OHA ventured into real estate in a big way beginning with the acquisition of 1,800-acre Waimea Valley on Oahu’s North Shore in 2006 for $3.9 million, in hopes of protecting its cultural and natural resources. The following year, it acquired 25,800 acres of rain forest land at Wao Kele o Puna on Hawaii island from The Trust for Public Land.
Its most valuable holdings by far are 30 acres of land in Kakaako, worth $200 million, received last year from the state as a settlement of claims to revenue from ceded lands dating back to 1978.
OHA also recently bought the Gentry Pacific Design Center, on North Nimitz Highway, for $21 million, and acquired 511 acres of agricultural land in central Oahu for $3 million, including the culturally significant royal birthing site Kukaniloko.
"Lacking trustee leadership, OHA opportunistically acquired land without accounting for stewardship costs and otherwise adhering to best practices," the audit contended. "This non-strategic approach has resulted in an unbalanced real estate portfolio that generates insufficient income to offset OHA’s overall property costs."
The board of trustees responded that it started with preservation properties, but has been adding commercial, income-generating properties to balance its portfolio. Machado said the board prudently held off on hiring land management staff until it knew which properties would be received from the state.
"Once the Kakaako Makai land settlement was approved by the state, the trustees quickly approved additional positions to manage its land holdings," she said.
The agency recently hired a commercial property manager and plans to add a property management specialist, the audit said. A consultant in 2008 recommended hiring up to 50 staff for its land and property division but trustees balked at the idea.
The auditor expressed frustration that staff could not locate key land-related documents and had not produced an annual report summing up real estate activity and finances. An OHA administrator told the auditors that there had been high turnover and a shortage of staff in the land program.
The auditor also questioned the participation of one trustee in the decision to purchase the Gentry Center, saying it ran afoul of an OHA policy against perceived conflicts of interest, a charge hotly denied by the board of trustees. The Ethics Commission looked into the matter and determined that the vote did not violate the state ethics code.
OHA, a semiautonomous state agency, is responsible for improving the conditions of all Native Hawaiians. In the 2012 fiscal year, it awarded more than $14 million in grants and sponsorships, mostly for education and housing programs.
The auditor faulted the agency for what it called "inadequate and inconsistent grant monitoring that fails to ensure that grants are achieving their intended results."

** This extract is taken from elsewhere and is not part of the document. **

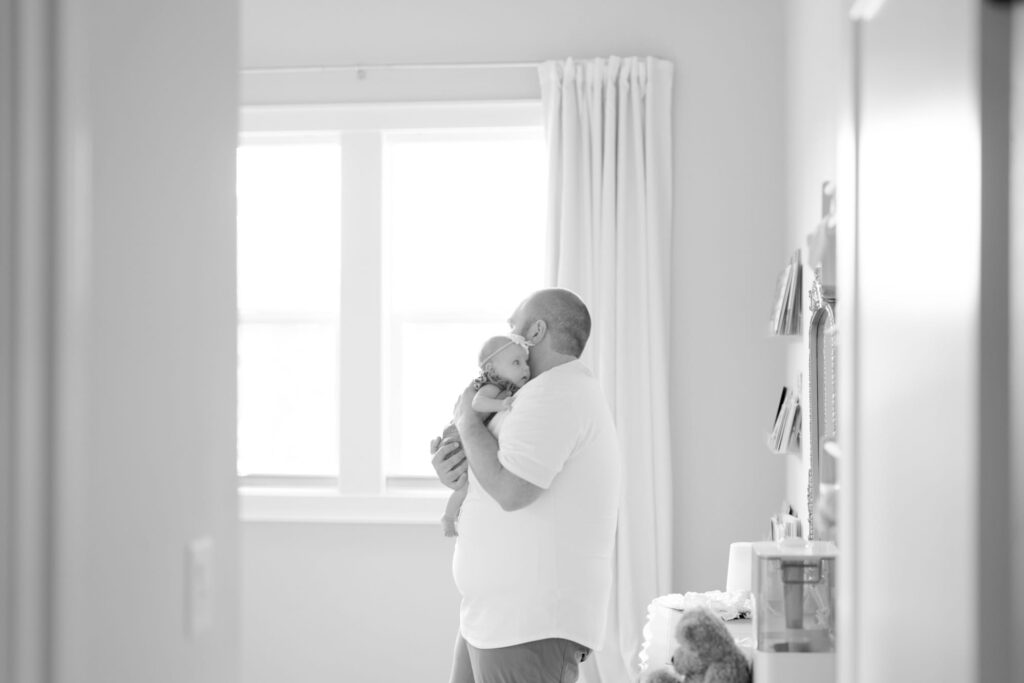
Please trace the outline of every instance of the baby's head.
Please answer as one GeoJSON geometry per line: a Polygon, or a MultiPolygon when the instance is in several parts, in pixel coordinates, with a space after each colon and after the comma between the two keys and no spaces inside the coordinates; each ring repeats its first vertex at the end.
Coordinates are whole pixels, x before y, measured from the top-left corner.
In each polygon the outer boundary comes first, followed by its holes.
{"type": "Polygon", "coordinates": [[[480,369],[521,387],[530,379],[529,353],[508,337],[491,337],[480,349],[480,369]]]}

Although grant documentation usually showed the number of participants and number of workshops conducted, for example, it seldom evaluated outcomes. And site visits were completed in 2012 for only three of the 30 grants reviewed by the auditor.
OHA said it concurred with some of the auditor’s concerns and had already begun making changes to improve its grants program over the past year, developing accountability measures.